To maintain prepaid debit card balances, cardholders can add funds through bank transfers or have employers directly deposit paychecks, says CreditCards.com. Alternatively, people can add funds through PayPal or through retail outlets, such as Wal-Mart or Walgreens.
Prepaid debit cards are banking alternatives for people who don't use traditional bank accounts, says CreditCards.com. Though debit cards never charge interest like credit cards do, prepaid debit card issuers typically boost their profits by charging usage fees to customers. These fees include initial setup fees, monthly usage fees and charges for loading.

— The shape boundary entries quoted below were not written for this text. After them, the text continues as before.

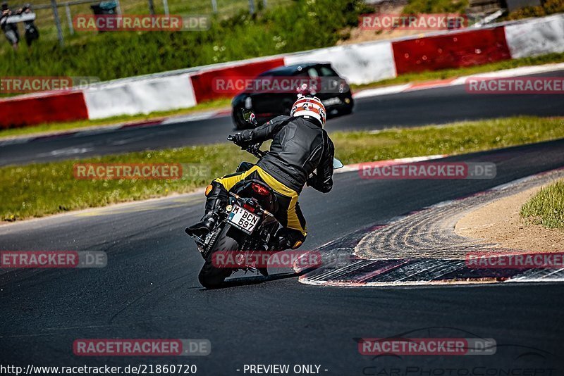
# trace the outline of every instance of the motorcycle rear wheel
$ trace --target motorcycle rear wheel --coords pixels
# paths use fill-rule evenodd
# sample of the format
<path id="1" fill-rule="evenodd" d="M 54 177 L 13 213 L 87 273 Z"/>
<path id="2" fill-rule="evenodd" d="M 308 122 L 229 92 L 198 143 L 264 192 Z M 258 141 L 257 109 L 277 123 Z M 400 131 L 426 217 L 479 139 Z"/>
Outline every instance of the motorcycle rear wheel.
<path id="1" fill-rule="evenodd" d="M 215 244 L 214 244 L 209 254 L 208 254 L 206 262 L 198 275 L 200 283 L 207 289 L 217 289 L 220 287 L 225 279 L 231 275 L 232 268 L 216 268 L 212 263 L 215 252 L 238 251 L 239 249 L 238 242 L 229 236 L 228 232 L 231 228 L 231 226 L 230 225 L 226 225 L 223 230 L 219 233 Z"/>

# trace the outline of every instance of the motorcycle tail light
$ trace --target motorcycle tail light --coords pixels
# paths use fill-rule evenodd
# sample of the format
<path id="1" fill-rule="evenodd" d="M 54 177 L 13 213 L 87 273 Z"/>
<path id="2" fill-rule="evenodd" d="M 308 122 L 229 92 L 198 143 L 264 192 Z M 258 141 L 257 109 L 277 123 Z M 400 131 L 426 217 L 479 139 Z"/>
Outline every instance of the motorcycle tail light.
<path id="1" fill-rule="evenodd" d="M 267 189 L 264 188 L 259 184 L 252 183 L 251 187 L 252 188 L 253 191 L 258 193 L 261 196 L 268 196 L 270 193 Z"/>
<path id="2" fill-rule="evenodd" d="M 248 203 L 243 203 L 243 207 L 247 209 L 247 211 L 250 211 L 251 213 L 255 213 L 255 208 L 249 205 Z"/>

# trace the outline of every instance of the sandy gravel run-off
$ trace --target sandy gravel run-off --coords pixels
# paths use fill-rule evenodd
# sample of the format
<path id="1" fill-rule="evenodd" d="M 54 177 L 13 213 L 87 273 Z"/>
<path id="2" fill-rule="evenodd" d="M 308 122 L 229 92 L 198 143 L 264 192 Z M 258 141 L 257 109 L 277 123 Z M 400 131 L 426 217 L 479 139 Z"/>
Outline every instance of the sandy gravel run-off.
<path id="1" fill-rule="evenodd" d="M 498 247 L 530 252 L 564 252 L 564 230 L 529 223 L 519 215 L 521 206 L 540 189 L 531 188 L 503 197 L 469 213 L 456 224 L 455 232 L 484 244 L 496 244 Z"/>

Prepaid card fees vary greatly from card to card, according to CreditCards.com. Prepaid cards provide many of the theft and loss protections associated with traditional credit cards. The Federal Deposit Insurance Corporation insures all prepaid debit cards, providing each cardholder with up to $250,000 in coverage in case of bank failures.
The prepaid debit card is the successor to the prepaid phone card, which appeared in the 1980s, says the Federal Reserve Bank of St. Louis. People can use open-system prepaid cards at nearly any business, while closed-system prepaid cards are company-specific financial instruments. Open-system cards are connected with major electronic payment networks such as Visa. Prepaid card value is maintained within the issuing bank, not in the card itself.